Suatu hari Dja-dja pingsan tak sadarkan diri diluar pondoknya. Keluarganya membawanya ke dalam. Semua orang tahu bahwa saat kematiannya sudah mendekat. Menurut tradisi Lobi di Burkina Faso, mereka menimangnya di lengan mereka untuk menolongnya memasuki alam yang lain. Mereka percaya bahwa dengan berbuat begitu mereka dapat memanipulasi rohnya untuk menyakinkanya bahwa dia dapat tempat peristirahatan di Firdaus sana.

Saat keluarga Dja-dja memeluknya, dia memperoleh kesadarannya lagi. Mengamati praktik-praktik animistik itu, dia berseru, “Aku tidak ingin kalian orang-orang kafir menyentuhku. Aku ingin mati di pelukan Yesus.”

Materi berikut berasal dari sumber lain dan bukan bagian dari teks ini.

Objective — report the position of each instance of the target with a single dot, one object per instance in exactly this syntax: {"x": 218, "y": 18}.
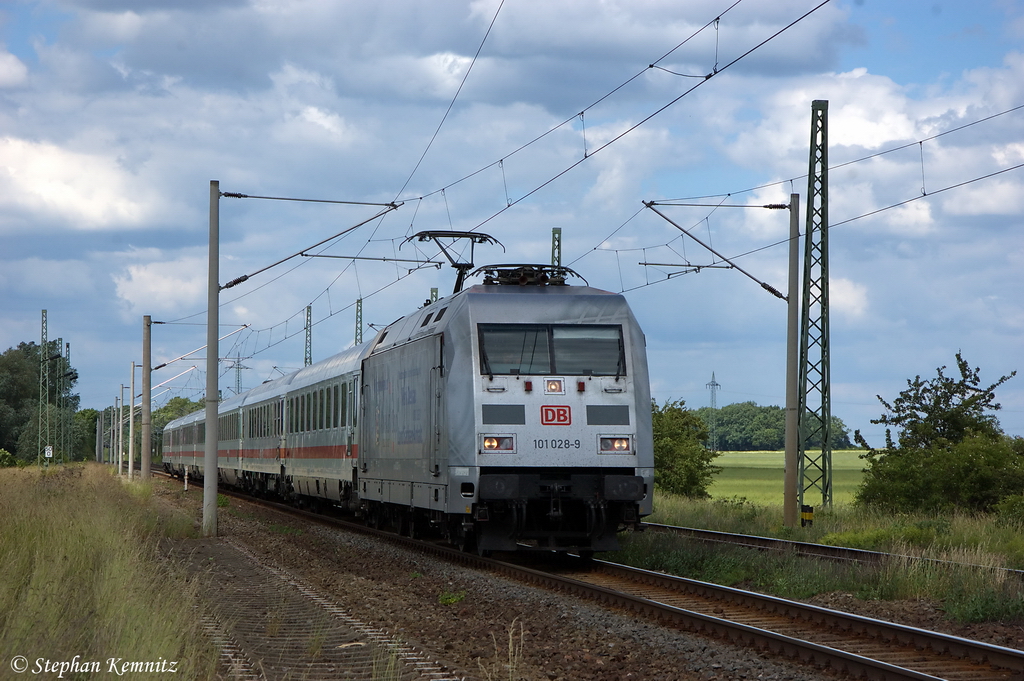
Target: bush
{"x": 7, "y": 459}
{"x": 974, "y": 474}
{"x": 682, "y": 465}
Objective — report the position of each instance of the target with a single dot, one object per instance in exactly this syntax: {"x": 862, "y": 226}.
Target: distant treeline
{"x": 748, "y": 427}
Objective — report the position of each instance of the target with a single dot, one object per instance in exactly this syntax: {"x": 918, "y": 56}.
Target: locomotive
{"x": 513, "y": 415}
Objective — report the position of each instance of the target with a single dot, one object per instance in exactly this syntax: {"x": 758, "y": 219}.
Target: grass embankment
{"x": 748, "y": 499}
{"x": 82, "y": 577}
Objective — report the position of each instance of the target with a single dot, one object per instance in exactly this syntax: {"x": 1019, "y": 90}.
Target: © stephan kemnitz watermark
{"x": 116, "y": 666}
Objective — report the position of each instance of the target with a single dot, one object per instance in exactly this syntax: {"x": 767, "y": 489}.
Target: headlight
{"x": 499, "y": 443}
{"x": 615, "y": 444}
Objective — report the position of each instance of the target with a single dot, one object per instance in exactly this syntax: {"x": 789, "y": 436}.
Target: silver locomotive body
{"x": 504, "y": 416}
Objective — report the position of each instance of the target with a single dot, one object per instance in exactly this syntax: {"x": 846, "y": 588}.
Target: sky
{"x": 512, "y": 119}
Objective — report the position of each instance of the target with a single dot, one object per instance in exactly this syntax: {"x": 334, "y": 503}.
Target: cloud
{"x": 848, "y": 298}
{"x": 12, "y": 71}
{"x": 83, "y": 190}
{"x": 161, "y": 286}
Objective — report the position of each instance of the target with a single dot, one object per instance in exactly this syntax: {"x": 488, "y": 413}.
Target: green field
{"x": 758, "y": 476}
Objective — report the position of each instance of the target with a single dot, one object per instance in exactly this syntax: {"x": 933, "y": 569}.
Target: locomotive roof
{"x": 485, "y": 302}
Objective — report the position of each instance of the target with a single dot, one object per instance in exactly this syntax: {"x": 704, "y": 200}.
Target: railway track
{"x": 807, "y": 548}
{"x": 859, "y": 646}
{"x": 852, "y": 644}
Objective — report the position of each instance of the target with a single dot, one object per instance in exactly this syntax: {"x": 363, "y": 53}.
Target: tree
{"x": 950, "y": 452}
{"x": 748, "y": 427}
{"x": 682, "y": 465}
{"x": 84, "y": 435}
{"x": 19, "y": 395}
{"x": 18, "y": 391}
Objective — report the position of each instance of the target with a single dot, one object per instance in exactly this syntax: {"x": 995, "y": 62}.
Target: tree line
{"x": 749, "y": 427}
{"x": 949, "y": 452}
{"x": 20, "y": 409}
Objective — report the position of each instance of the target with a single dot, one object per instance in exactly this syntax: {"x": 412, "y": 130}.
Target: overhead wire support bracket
{"x": 764, "y": 285}
{"x": 387, "y": 209}
{"x": 422, "y": 263}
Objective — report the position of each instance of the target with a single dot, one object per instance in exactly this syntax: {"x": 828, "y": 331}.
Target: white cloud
{"x": 848, "y": 298}
{"x": 84, "y": 190}
{"x": 162, "y": 287}
{"x": 12, "y": 71}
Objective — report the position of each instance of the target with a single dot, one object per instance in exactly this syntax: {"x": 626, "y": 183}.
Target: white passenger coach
{"x": 514, "y": 414}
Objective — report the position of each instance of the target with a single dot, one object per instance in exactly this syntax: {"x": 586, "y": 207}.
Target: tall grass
{"x": 969, "y": 588}
{"x": 81, "y": 576}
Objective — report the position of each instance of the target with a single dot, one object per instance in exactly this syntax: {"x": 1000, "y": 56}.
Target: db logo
{"x": 556, "y": 416}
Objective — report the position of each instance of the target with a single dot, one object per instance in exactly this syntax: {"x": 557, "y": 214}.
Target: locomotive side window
{"x": 514, "y": 348}
{"x": 540, "y": 349}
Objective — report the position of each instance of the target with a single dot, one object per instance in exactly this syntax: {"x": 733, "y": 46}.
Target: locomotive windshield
{"x": 545, "y": 349}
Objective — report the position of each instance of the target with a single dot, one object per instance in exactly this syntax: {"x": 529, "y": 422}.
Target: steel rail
{"x": 811, "y": 549}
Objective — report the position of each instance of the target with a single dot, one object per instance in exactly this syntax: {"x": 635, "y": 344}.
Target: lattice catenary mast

Dengan takjub keluarganya meletakkannya dan menjauh. Walaupun sering mereka mendengarnya berbicara tentang Yesus, mereka bertanya-tanya bagaimana mungkin dia memercayakan jiwanya kepada seseorang yang belum pernah dilihatnya. Saat-saat kematiannya adalah kesaksian terbaiknya. Itu adalah penyangkalan total terhadap animisme turun-temurun dengan segala ketakutan dan upayanya untuk menyenangkan roh-roh. Dan itu adalah kesaksian terbesarnya tentang imannya kepada Yesus.

Walaupun beberapa anggota keluarga Dja-dja mungkin tersinggung, pernyataan sederhana tentang imannya kepada Allah melampaui ketersinggungan itu. Mereka sadar bahwa kali ini Dja-dja bicara dari hatinya, dalam saat-saat dia paling membutuhkan Dia. Yesus sangat nyata baginya. Dia ada di sana menghibur dan memeluknya. Dja-dja merasa sangat tenang, aman, dan selamat dalam pelukan Yesus- dan mereka yang hadir juga melihat itu. Ketika dia meninggal di dalam Tuhan, kebahagiaan dari kematian yang demikian sangat jelas bagi semua yang hadir.

Semenjak kematian Dja-dja, empat orang di desanya menerima baptisan di dalam nama Yesus. Saat ini lebih dari selusin orang bertemu setiap minggunya untuk beribadah kepada Allah di sebuah desa di mana kesaksian Dja-dja tampaknya tak berbuah untuk sekian lamanya. Kematiannya sungguh diberkati, dia beristirahat dari jerih lelahnya, dan kesaksiannya mengikutinya!

Tuhan, kematian menghantui setiap manusia. Hari ini, lebih dari yang sebelumnya, aku memohon sekecap kebahagiaan yang Engkau janjikan di dalam Wahyu.